Over on the r/antiwork Subreddit, a goldmine for employment law blog fodder, a Redditor posted this notice that a boss displayed in the breakroom at work and asked, “is this sign legal?”
The sign reads:
EFFECTIVE IMMEDIATELY, CONVERSING ABOUT WAGES (BOTH ON DUTY AND OFF DUTY) IS STRICTLY FORBIDDEN.
This is considered proprietary information and as such, it is protected legally. If you are overheard speaking (OR LISTENING TO!!) a conversation in which wages are discussed, you will received disciplinary action up to and including termination.
As a reminder, Kentucky is an at-will state, meaning that your employment can be terminated for any reason without legal percussion. Or NO REASON.

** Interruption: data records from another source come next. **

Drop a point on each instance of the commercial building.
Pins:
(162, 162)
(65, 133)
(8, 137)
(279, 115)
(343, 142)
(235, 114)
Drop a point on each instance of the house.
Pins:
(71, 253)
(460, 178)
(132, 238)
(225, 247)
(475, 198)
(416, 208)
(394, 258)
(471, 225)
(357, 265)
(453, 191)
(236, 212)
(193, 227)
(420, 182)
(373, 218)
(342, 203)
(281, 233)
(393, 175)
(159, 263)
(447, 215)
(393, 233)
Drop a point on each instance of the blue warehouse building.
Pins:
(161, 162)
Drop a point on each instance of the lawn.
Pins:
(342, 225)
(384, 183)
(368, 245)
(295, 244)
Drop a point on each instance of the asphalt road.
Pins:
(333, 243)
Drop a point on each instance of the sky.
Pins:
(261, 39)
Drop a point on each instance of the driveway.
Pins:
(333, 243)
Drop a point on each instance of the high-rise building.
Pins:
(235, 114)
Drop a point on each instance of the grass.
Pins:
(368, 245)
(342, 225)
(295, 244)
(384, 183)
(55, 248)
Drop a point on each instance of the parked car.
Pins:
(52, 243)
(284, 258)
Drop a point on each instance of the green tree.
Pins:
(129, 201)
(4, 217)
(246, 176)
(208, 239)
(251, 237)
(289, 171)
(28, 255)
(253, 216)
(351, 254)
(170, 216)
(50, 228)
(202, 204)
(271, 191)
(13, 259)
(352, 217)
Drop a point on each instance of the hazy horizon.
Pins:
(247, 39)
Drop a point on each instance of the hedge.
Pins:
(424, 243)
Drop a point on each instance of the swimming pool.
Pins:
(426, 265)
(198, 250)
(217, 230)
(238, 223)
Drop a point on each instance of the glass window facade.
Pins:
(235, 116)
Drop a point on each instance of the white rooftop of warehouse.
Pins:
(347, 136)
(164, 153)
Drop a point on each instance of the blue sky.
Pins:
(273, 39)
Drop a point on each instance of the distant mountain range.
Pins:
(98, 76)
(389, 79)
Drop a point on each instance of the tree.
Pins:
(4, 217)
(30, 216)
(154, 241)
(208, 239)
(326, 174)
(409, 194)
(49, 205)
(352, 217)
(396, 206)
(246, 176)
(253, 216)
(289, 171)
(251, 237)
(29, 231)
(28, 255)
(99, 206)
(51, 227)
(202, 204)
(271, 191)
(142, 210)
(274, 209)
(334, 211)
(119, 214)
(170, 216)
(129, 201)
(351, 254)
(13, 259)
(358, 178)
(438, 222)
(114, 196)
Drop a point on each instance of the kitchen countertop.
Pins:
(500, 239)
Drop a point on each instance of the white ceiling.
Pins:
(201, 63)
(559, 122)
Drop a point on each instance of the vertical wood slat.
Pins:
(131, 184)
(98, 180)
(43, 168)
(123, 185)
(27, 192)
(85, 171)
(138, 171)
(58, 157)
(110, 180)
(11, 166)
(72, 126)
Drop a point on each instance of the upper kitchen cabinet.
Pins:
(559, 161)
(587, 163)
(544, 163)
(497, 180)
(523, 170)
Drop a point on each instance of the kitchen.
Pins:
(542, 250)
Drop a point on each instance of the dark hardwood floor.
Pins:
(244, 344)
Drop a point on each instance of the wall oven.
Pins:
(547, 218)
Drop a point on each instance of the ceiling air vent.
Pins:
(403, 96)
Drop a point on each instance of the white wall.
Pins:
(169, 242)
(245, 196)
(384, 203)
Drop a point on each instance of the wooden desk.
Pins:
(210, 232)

Have any questions, ask Jer
Well, at least Jer didn’t confuse the at-will employment doctrine with the state’s right-to-work laws. But Jer, you’re marching to the beat of your own drum by banning all talk about wages.
Just ask the National Labor Relations Board, which has this to say on the subject:
Under the National Labor Relations Act (NLRA or the Act), employees have the right to communicate with other employees at their workplace about their wages. Wages are a vital term and condition of employment, and discussions of wages are often preliminary to organizing or other actions for mutual aid or protection.
If you are an employee covered by the Act, you may discuss wages in face-to-face conversations and written messages. When using electronic communications, like social media, keep in mind that your employer may have policies against using their equipment. However, policies that specifically prohibit the discussion of wages are unlawful.
You may have discussions about wages when not at work, when you are on break, and even during work if employees are permitted to have other non-work conversations.
And here’s the key: employees have these rights whether or not a union represents them.
Don’t be like Jer. Check your employee handbooks, policies, agreements, and breakroom postings. If your business bans discussion of wages, the only one facing any “legal percussion” will be the company if/when the Board drums up probable merit for an unfair labor practice charge.